Le sculpteur de l’urgence et du danger
Dans les dernières salles, un dernier grand choc nous attend. Outre les sculptures, on y admire en effet quelques-unes des toutes grandes toiles de Carpeaux, et notamment trois d’entre elles : une toile monumentale et tourmentée représentant "L’attaque de Berezowski contre le Tsar Alexandre II", une scène de naufrage, et une toile particulièrement sombre portant sur un sujet rarement représenté dans l’art : une scène d’accouchement. Ce que ces toiles, et d’autres encore, ont en commun ? Les scènes dont elles témoignent ont un caractère d’urgence, voire de danger. Ici, on comprend mieux le trait de Carpeaux, ce trait hâtif, sans repentir, que nous avions observé plus tôt. La toile elle-même semble peinte dans l’urgence : il s’agit de saisir l’événement sur le vif, d’en inscrire la mémoire sur la toile. Et Carpeaux ne trichait pas : il n’hésitait pas à installer son chevalet au cœur de l’action, au pied des barricades, sur les lignes de front. Pourquoi risquer sa vie pour une toile ? Peut-être avait-il besoin de cette provocation extérieure pour éveiller en lui les ressources les plus profondes de la création ? Peut-être trouvait-il dans ces situations l’écho vivant du sentiment fragile et passionné qu’il avait de l’ existence ? Peut-être voulait-il offrir le refuge de son œuvre à ces existences menacées, saisies dans l’instant même de leur plus grande fragilité ?
Cette question, qui nous conduit au seuil du mystère de l’art et de la vie, l'œuvre de Carpeaux continue de nous la poser par delà la mort de son auteur, survenue en 1875 dans des conditions de solitude et de détresse. Sur son lit de mort, dit-on, un prêtre vint lui présenter un crucifix et lui, devant la pauvre qualité de celui-ci, eut ces dernières paroles : "Mon pauvre, regarde comme ils t'ont arrangé !"
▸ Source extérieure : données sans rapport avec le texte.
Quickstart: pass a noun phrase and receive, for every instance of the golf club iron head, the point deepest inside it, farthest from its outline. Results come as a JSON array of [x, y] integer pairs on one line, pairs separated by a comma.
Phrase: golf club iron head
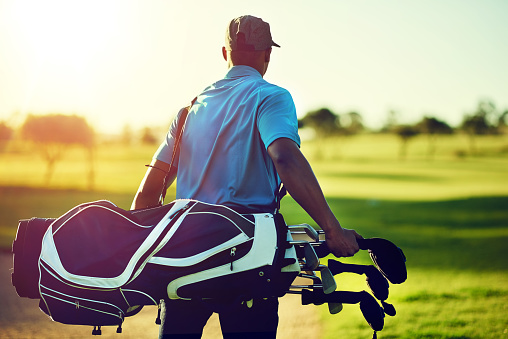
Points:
[[328, 281], [305, 252], [309, 230]]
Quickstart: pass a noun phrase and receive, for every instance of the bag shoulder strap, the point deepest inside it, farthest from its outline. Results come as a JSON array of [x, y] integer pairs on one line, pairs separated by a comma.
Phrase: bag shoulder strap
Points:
[[176, 147]]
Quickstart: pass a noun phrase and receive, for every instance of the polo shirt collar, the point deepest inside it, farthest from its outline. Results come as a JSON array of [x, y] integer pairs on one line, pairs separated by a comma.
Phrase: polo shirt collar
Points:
[[241, 71]]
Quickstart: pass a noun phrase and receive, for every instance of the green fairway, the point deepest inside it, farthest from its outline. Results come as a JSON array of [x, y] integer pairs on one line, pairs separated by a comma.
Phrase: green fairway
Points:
[[449, 214]]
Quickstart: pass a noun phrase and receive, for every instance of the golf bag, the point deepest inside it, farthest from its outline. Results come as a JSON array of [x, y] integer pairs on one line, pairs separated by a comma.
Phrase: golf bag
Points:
[[98, 263]]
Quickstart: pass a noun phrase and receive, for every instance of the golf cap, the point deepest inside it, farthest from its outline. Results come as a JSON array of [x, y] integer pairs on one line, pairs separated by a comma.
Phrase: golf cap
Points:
[[248, 33]]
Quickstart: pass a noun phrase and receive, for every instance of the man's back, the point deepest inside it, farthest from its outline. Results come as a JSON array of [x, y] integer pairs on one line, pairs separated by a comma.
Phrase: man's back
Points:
[[223, 157]]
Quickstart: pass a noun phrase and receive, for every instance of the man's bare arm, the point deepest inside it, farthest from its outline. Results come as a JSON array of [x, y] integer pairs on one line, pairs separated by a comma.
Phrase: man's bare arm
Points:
[[150, 190], [300, 181]]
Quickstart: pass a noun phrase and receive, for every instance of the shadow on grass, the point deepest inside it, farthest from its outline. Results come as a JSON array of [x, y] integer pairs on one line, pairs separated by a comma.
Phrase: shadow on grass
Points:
[[18, 203]]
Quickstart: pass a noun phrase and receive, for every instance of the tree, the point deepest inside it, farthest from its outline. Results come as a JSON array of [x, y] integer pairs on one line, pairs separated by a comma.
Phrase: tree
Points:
[[433, 127], [6, 134], [148, 137], [405, 133], [479, 122], [323, 121], [53, 134], [351, 123]]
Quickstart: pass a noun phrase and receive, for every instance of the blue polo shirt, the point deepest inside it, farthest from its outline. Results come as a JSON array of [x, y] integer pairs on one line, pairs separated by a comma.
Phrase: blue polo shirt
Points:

« Peut-être voulait-il offrir le refuge de son œuvre à ces existences menacées,
saisies dans l’instant même de leur plus grande fragilité ? »
[1] A l'origine de ces réflexions, une visite de l'exposition au Metropolitan Museum de New York, en compagnie d'Alain Kirili, dont les propres sculptures ont été exposées en 2002 au musée Carpeaux de Valenciennes. Je ne saurais trop le remercier de m'avoir introduit à cet immense sculpteur. Cet article lui doit beaucoup.
[2] La description de l’agencement des œuvres correspond à leur installation au MET à New York, il est fort possible qu’elle soit légèrement différente au musée d’Orsay – mais pour l’ensemble il s’agit bien de la même exposition.